Disclaimer: This is not financial advice or recommendation for any investment. The Content is for informational purposes only, you should not construe any such information or other material as legal, tax, investment, financial, or other advice.
I read this article today where a recruiter for Google was cut off from a potential hire mid-stream into his phone call. A few minutes later his email froze. Then he read an article about Google layoffs. This is how management handled it. They didn't. No forewarning, nothing. Like getting into the car with 3 good fellas because they say they've be somewhere. And you're dead.
I understand the creative destruction in economics, I know places and companies cannot last forever, even if they're useful and celebrated. Someone makes a bad decision and 10 years later, it comes back to bite you. And I mean everyone.
I was furloughed 5 years ago by one of the largest health insurance companies on the planet, along with 46 other white guys (the EEOC requires they tell you the makeup of the layoff). All of our jobs went to India. I have no idea how that worked out for them and this point I don't bloody well care.
It's not so much the empathy of strangers and the public. It's the utter lack of empathy from the employers themselves. On the level of texting your wife IT'S OVER and then ghosting her. They tell us over and over that we're their most important asset, tomorrow you're just discarded Kleenex.
I think at one time there was a sense of loyalty employees had for their employers, 20 years of service, 40 years of service. Today, it doesn't matter if you were Steve Wozniak, your ass hits the pavement. No one in management should wonder why they're having trouble with retention, or why their employees are suddenly treating them like Michael and Samir. So ye sow, so shall ye reap.

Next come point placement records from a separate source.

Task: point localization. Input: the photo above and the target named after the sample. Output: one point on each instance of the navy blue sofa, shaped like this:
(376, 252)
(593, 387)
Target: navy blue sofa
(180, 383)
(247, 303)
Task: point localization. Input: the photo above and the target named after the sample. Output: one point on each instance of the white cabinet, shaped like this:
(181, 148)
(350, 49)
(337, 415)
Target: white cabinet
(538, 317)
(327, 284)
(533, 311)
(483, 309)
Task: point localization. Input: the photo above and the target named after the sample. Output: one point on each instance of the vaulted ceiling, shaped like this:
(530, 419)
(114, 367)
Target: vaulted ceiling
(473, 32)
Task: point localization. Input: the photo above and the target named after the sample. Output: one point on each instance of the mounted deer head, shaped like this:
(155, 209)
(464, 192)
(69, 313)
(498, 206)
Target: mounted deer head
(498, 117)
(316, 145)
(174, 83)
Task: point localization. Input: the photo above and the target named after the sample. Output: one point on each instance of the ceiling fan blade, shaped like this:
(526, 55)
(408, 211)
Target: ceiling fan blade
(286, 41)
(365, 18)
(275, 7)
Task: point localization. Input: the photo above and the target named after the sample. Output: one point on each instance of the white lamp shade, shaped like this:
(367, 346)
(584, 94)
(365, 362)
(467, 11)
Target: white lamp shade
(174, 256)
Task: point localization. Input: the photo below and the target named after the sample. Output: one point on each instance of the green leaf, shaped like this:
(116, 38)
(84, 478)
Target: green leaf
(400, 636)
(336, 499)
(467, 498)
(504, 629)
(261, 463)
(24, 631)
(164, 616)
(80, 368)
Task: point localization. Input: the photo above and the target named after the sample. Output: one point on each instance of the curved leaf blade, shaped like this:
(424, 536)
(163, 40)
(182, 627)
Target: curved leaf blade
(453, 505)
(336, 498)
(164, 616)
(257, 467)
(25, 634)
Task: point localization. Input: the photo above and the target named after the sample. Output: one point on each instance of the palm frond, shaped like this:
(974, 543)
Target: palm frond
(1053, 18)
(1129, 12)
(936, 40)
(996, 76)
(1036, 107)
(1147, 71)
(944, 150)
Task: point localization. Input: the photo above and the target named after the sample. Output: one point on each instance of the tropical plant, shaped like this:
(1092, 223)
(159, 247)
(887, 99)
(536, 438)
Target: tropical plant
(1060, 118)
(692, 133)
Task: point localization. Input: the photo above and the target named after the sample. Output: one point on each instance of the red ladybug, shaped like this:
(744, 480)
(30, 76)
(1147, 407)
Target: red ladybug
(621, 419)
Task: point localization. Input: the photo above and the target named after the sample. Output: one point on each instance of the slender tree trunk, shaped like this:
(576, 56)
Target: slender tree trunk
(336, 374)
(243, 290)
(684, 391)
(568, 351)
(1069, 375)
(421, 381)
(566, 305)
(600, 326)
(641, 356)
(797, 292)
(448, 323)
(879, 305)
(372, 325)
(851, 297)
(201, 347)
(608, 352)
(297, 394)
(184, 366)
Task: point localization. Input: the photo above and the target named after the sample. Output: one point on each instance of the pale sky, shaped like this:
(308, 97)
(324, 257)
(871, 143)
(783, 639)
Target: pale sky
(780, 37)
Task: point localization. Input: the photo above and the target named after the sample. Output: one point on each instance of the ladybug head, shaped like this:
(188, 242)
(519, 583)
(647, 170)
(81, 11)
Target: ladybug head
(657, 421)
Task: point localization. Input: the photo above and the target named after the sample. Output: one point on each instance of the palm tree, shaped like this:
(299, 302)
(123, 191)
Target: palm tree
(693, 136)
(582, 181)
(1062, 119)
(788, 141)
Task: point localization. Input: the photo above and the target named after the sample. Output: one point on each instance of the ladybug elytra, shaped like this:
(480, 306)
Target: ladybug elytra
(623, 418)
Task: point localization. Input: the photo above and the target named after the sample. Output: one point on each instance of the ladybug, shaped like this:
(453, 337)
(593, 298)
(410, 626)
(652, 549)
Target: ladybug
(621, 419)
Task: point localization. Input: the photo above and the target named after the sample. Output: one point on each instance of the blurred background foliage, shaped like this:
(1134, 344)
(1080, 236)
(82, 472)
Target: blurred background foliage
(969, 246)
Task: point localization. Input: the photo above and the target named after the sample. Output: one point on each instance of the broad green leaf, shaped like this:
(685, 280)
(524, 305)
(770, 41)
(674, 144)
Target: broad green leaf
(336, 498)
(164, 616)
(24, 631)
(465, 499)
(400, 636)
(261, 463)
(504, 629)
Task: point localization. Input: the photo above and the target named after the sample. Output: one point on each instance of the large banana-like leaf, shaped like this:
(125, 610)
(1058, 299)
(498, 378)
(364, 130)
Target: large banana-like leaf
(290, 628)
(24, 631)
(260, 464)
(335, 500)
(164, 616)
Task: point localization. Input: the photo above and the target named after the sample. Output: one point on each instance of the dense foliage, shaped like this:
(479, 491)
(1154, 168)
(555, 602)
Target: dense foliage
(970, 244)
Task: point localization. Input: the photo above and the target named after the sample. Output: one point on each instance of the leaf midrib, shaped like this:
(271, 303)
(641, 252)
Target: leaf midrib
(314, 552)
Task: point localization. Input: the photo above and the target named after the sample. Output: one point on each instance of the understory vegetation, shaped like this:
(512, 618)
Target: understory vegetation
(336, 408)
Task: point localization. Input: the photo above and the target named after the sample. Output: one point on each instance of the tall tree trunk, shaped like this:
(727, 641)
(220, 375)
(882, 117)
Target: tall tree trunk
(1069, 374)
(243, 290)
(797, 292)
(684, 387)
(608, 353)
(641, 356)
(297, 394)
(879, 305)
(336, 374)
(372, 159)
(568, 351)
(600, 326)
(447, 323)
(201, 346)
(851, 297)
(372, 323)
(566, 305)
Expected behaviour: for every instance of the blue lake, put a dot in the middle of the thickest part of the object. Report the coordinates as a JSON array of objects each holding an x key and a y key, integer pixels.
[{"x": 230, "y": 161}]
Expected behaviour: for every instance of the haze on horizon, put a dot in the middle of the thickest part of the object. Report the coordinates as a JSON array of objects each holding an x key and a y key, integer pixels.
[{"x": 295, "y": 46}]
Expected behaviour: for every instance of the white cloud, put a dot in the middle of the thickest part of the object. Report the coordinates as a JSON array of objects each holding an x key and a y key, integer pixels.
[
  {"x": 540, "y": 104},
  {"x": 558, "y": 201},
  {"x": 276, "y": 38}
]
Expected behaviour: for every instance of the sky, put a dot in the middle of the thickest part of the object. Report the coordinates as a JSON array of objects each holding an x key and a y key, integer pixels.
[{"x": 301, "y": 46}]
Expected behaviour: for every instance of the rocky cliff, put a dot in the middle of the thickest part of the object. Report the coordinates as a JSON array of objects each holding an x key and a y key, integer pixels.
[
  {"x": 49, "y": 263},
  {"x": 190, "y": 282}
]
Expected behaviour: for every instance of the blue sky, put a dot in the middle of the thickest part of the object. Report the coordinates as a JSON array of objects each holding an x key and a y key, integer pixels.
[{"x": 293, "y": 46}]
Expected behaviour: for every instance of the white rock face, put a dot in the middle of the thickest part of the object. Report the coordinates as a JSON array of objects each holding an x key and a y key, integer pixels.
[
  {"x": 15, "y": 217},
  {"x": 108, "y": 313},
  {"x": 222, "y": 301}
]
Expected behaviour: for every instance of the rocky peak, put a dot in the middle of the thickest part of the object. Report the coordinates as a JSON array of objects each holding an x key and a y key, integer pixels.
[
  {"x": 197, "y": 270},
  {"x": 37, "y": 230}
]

Miserable human beings do not deserve loyalty.
Good article, one counterpoint: i work in the energy sector, focusing in new energy technologies, but for a company that provides heating fuel and the raw material for fertilizer and a thousand other critical uses, and there is often outright celebration in the media about how this industry is being defunded, de-insured, destructed. Job destruction is viewed as victory if it hastens the demise of the industry.
Sometimes it’s a tough world out there. Remember these words when opponents succeed.